The Illinois Senate on Tuesday passed and sent to Gov. J.B. Pritzker a bill that would pave the way for people to use robotic “personal carrying devices” in Illinois.
Those are robotic devices designed to follow their owner around, carrying items that might be too heavy or bulky for the person to carry themselves. One, known as the Gita (pronounced “jee-ta”) is produced by the Italian automotive company Piaggio, which is best known for its Vespa brand of scooters.
Gitas, however, have been slow to enter some markets where laws dealing with traffic and pedestrians haven’t caught up with the new technology.
House Bill 245, which passed the House March 11, would establish a legal framework for using such devices in Illinois. It would provide that the devices be designed to stay within 10 feet of their owners and that the owners or operators have the same rights and obligations of pedestrians, except that they would have to yield the right-of-way to pedestrians on a sidewalk or crosswalk. It also provides that the devices cannot be used to transport a person.
In addition, the bill would give local governments authority to enact their own regulations for how the devices are used within their jurisdictions. It also contains a number of consumer protection provisions that would limit legal remedies for damages or injuries caused by the devices or their operators.
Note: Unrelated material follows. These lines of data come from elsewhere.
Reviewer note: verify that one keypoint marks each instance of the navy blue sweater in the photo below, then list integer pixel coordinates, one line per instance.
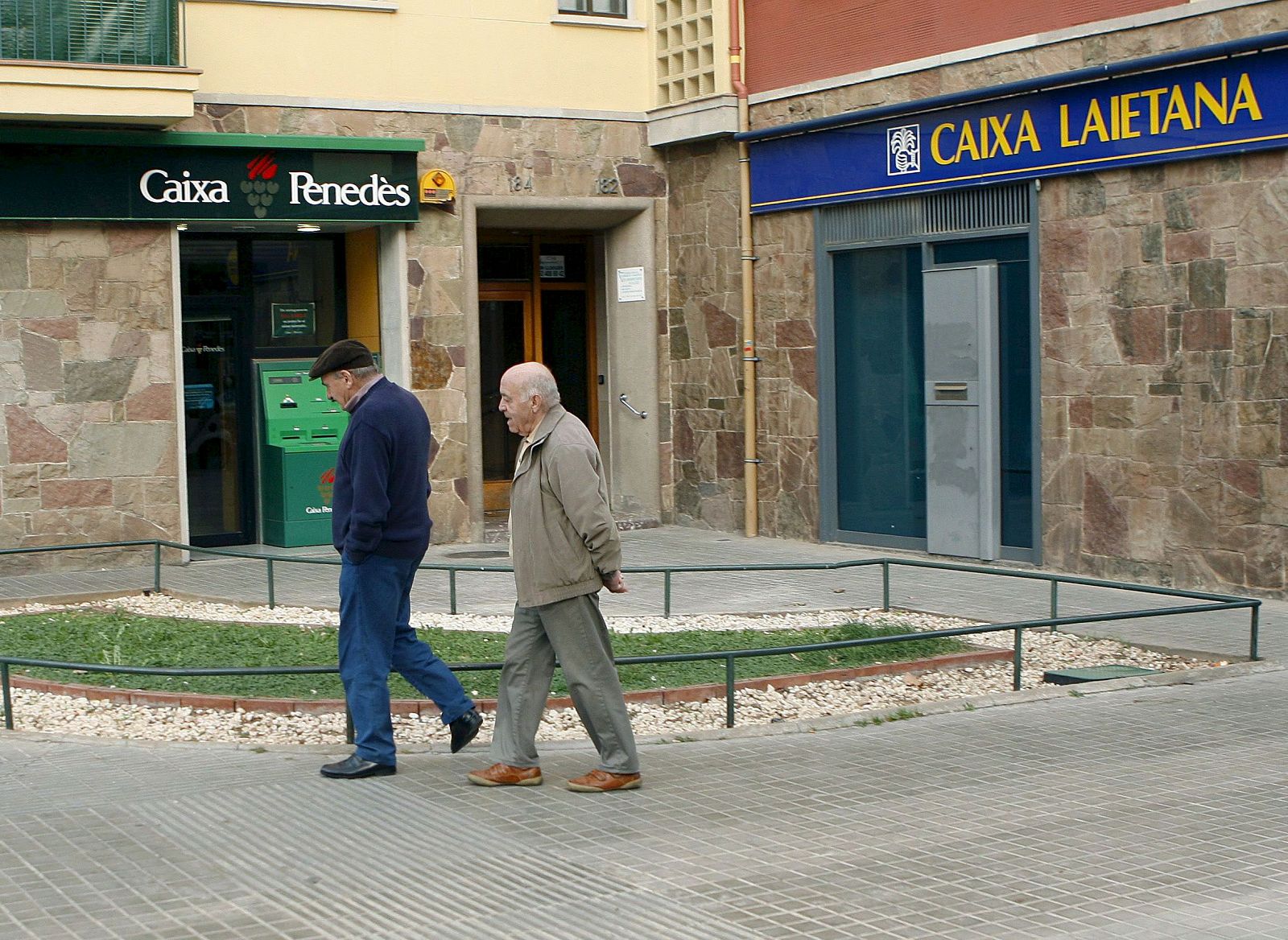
(382, 476)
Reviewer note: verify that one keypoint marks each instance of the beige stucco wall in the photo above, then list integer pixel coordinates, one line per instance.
(450, 52)
(564, 158)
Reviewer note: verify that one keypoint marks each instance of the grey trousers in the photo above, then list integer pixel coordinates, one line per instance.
(572, 630)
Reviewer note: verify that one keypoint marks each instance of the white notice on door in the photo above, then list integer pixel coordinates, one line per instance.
(630, 285)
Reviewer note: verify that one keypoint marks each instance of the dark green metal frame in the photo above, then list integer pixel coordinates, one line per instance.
(1217, 602)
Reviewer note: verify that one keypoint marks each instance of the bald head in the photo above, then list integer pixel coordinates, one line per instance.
(528, 390)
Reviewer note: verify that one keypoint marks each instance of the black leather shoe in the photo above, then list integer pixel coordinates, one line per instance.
(353, 766)
(465, 729)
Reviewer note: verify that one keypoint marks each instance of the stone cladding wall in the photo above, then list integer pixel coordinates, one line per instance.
(1163, 373)
(88, 448)
(704, 325)
(564, 159)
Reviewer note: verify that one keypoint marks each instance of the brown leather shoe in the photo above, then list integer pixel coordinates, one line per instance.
(602, 781)
(506, 776)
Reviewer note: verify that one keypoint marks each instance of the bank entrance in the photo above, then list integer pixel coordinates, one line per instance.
(927, 353)
(536, 303)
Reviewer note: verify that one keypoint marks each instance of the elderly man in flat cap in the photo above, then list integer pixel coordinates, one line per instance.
(380, 526)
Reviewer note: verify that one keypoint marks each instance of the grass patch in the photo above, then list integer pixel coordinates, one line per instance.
(122, 637)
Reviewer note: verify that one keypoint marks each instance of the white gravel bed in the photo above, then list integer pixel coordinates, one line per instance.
(1042, 650)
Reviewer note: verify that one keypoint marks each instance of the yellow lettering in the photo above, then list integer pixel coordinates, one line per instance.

The bill passed the Senate by a vote of 47-to-6.
That bill was just one of dozens the Senate passed and sent to the governor Tuesday as both chambers worked through piles of legislation in advance of the May 31 adjournment date. Among the other notable bills passing the Senate on Tuesday were:
State Fair horse racing: House Bill 3667 which authorizes the Illinois State Fair to hold fewer than five days of horse racing each year.
Current law requires the State Fair to provide five days of horse racing, but the fair has been out of compliance with that law due to a shortage of horses in the state. A spokeswoman for the Illinois Department of Agriculture said in a phone interview that thoroughbred horse breeding in Illinois has been in a steady decline for about the past 20 years and there are no longer enough Illinois-bred horses to sustain the traditional five-day schedule.
Criminal justice reform: Current Illinois law prohibits people who have been convicted of certain crimes from obtaining professional health care worker licenses, unless they can show certain mitigating factors to justify issuing a license, certificate or registration.